With well-equipped Union forces in overwhelming numbers lurking just across the state border and a disaffected local population to contend with, the Confederacy was greeted with a tall (and likely insurmountable) order when it came to defending trans-Allegheny Virginia. Arms and supplies were scarce and the region's budding oil industry further siphoned off potential recruits. Making the grim military situation even worse, Confederate and state authorities deemed the area one of low priority when it came to defending Virginia's potential avenues of Union invasion.

From this troubled military and political milieu emerged the 31st Virginia, a Confederate infantry regiment comprised of volunteers from nine western Virginia counties. David Wooddell's Hoffman's Army: The 31st Virginia Infantry, CSA 1861-1865 (Author, 2016) is a new regimental study that examines at length the organization and Civil War service history of the unit.

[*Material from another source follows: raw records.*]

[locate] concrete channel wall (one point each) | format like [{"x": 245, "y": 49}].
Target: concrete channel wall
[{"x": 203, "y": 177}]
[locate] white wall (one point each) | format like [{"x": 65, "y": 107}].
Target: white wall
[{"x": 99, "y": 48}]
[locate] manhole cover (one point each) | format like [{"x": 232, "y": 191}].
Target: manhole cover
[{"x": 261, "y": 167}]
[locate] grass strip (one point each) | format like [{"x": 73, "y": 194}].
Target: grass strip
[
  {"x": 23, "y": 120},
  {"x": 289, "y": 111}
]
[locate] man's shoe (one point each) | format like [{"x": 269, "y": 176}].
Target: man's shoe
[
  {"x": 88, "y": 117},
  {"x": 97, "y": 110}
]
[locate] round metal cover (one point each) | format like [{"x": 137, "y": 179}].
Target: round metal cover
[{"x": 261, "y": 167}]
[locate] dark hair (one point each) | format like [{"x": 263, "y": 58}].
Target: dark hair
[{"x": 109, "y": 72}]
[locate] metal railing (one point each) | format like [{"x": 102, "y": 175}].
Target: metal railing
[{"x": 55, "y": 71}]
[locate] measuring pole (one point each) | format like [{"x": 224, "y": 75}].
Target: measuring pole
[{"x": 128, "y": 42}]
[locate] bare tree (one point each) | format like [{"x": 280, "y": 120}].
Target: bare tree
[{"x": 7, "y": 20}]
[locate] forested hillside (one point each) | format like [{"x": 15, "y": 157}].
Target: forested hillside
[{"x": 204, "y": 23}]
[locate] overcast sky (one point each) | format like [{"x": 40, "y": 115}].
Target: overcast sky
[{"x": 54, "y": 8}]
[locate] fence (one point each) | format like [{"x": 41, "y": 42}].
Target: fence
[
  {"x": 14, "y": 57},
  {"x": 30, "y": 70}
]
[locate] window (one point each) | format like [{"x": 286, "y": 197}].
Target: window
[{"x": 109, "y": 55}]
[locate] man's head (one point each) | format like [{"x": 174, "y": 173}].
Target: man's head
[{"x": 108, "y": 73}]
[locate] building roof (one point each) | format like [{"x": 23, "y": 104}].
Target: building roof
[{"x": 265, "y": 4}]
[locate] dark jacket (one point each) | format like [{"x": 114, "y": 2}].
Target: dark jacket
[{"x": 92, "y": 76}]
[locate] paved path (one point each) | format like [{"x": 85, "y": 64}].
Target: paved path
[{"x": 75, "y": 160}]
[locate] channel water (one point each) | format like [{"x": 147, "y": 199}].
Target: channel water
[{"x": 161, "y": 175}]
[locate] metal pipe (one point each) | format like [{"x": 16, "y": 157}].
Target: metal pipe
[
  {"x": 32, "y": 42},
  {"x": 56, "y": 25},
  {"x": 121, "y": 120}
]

I've only read the first four chapters (thus categorizing this as a "Book Snapshot," and not a full review). In them, Wooddell ably recreates for the reader the military and political situation in western Virginia, while also carefully documenting the raising of Confederate companies in the region and their incorporation into what would become the 31st regiment. From the Confederate perspective, it is one of the better treatments of the early war months in western Virginia. Regional military operations (ex. at Philippi, Corrick's Ford, Laurel Hill, Greenbrier River, Allegheny Mountain, and other places) are recounted to a satisfactory level of detail, while also dutifully highlighting the actions of the officers (among them field grade officers William L. Jackson and the John S. Hoffman of the title) and men of the 31st. As with most better books of this type, mini-biographies of the regimental officers are plentiful.

The notes indicate a strong emphasis on primary source research. The author mined manuscript collections at the National Archives and a few other repositories in Virginia and West Virginia, and he does a fine job of integrating the material (from both officers and enlisted soldiers) into the text. Wooddell also created a large set of original maps for the book, and, though a bit small, they are of better-than-average usefulness.

Skimming through the rest of the book, one finds similarly intensive treatments of the regiment's role in a series of eastern theater campaigns and battles fought between 1862 and 1865. These include Jackson's Valley Campaign, the Peninsula Campaign, Second Bull Run, the Maryland Campaign, Fredericksburg, the return to West Virginia during the 1863 Imboden Raid, Gettysburg, the Overland Campaign, and finally Petersburg and Appomattox. My sampling of the book's content is admittedly limited, but general concerns regarding problems typically found with self-published regimental histories were satisfactorily addressed in the process. Save an absent roster, all signs point toward Hoffman's Army being a vastly superior upgrade to the existing Virginia Regimental History series volume.